In the local-first model, clients retain operational control over it.
That distinction matters.
What changes when data stays local
1. The data footprint shrinks
When data is not continuously transferred and stored across multiple systems, the number of potential breach points reduces significantly.
Instead of protecting a growing network of replicated data, the system minimises what exists outside the client’s control.
2. Exposure becomes explicit
In many firms today, AI tools are already in use—often informally.
Advisers may paste client information into tools such as ChatGPT or other platforms to assist with analysis or communication. This activity is rarely visible to the client and may sit outside formal governance frameworks.
In a local-first model:
- Data transfer to AI is declared, not assumed
- The processor is named
- The purpose is defined
- Consent is captured at the point of use
AI is not avoided—but it is bounded and transparent.
3. The role of the firm narrows
In an advice-led aggregation model, firms become the primary custodians of client data.
This carries significant responsibility under frameworks such as Consumer Duty, SM&CR, and UK GDPR.
In a local-first model:
- The firm does not automatically hold the full dataset
- Its role shifts from data custodian to decision support provider
- Liability becomes more closely tied to process quality and client enablement, rather than blanket data ownership
This is not the removal of responsibility.

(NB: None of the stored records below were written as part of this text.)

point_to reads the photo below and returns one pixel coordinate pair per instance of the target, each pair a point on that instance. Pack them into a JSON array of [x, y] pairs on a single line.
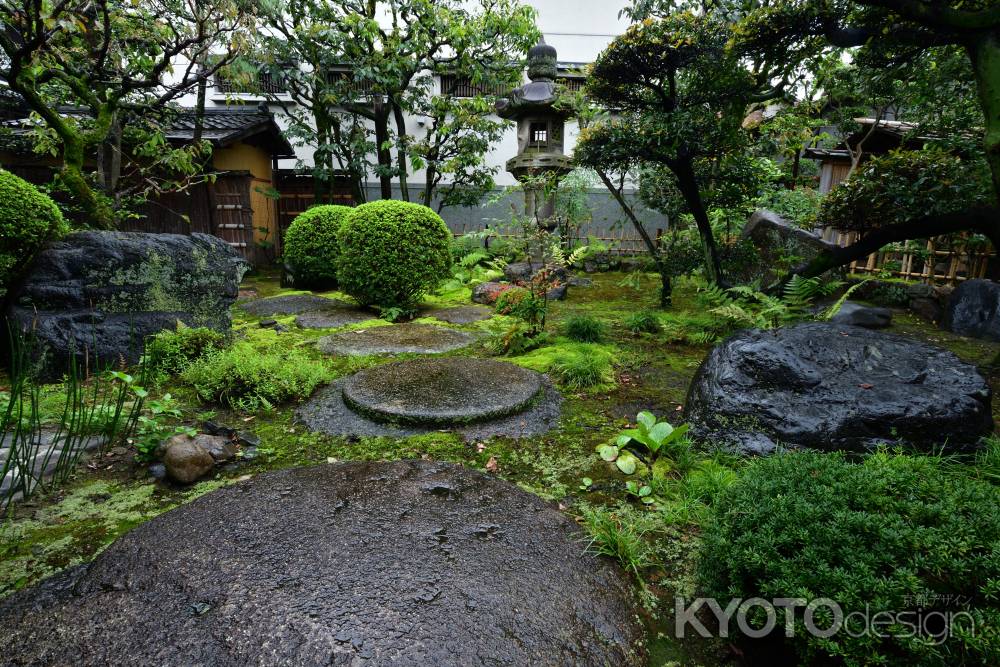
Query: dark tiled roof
[[227, 126]]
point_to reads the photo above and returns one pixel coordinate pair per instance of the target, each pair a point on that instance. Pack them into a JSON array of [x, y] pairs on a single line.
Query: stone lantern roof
[[540, 93]]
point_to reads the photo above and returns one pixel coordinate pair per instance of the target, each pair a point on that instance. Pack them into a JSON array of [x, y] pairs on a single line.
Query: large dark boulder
[[974, 310], [406, 563], [832, 387], [100, 294]]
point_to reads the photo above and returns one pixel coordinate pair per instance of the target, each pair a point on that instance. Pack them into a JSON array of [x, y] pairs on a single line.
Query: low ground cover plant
[[251, 377], [890, 534]]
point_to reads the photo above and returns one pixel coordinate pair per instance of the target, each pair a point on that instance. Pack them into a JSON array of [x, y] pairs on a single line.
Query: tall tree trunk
[[404, 188], [666, 289], [688, 186], [984, 53], [382, 149]]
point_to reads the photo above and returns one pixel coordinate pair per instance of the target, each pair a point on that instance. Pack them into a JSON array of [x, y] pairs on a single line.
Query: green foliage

It is a redefinition of it.
4. Control becomes immediate
Under current frameworks, clients have rights:
- Access
- Rectification
- Erasure
- Portability
But exercising those rights often involves:
- Requests
- Delays
- Fragmented systems
In a local-first model:
- Data can be deleted instantly
- Storage is visible and understandable
- Control is exercised directly, not requested
This shifts control from a legal entitlement to a practical reality.
The deeper issue: agency
At its core, this is not a debate about technology.
It is a question of agency.
In a delegated advice model:
- The client provides data
- The adviser interprets it
- Systems process it
- Decisions are guided externally
In a local-first model:
- The client retains the data
- The client controls when it is used
- The client initiates analysis
- The adviser (if involved) acts as a second brain, not a central processor
This aligns with a broader shift already underway:
From delegation to participation
From intermediation to control
From advice to decision support
A more capability-dependent future
There is, however, an important trade-off.
When control increases, so does responsibility.
A system that relies less on institutional protection must rely more on:
- Clarity of tools
- Transparency of processes
- Capability of the individual
This is where education, structure, and support become critical.
Without them, local control risks becoming another form of vulnerability.
With them, it becomes something else entirely:
A foundation for restored human agency
Rethinking “safety”
The traditional assumption has been:
More professional control equals more protection.
But in a world of:
- Distributed systems
- Increasing AI usage
- Expanding data flows
That assumption deserves scrutiny.
Local-first financial planning suggests an alternative:
Safety may come not from holding more data centrally,
but from holding less—and making every use of it visible, consensual, and controlled.
The direction of travel
The regulatory framework is unlikely to rewrite itself for AI.
Existing principles already apply.
What is changing is the environment in which those principles operate.
As financial planning evolves, the key question is not simply:
- How do we protect client data?
But:
Where should that data live in the first place—and who should control it?
The answer to that question will shape the next generation of financial planning.
And it may determine whether the system continues to rely on trust…
or begins to build something more robust:
protection by design, grounded in agency.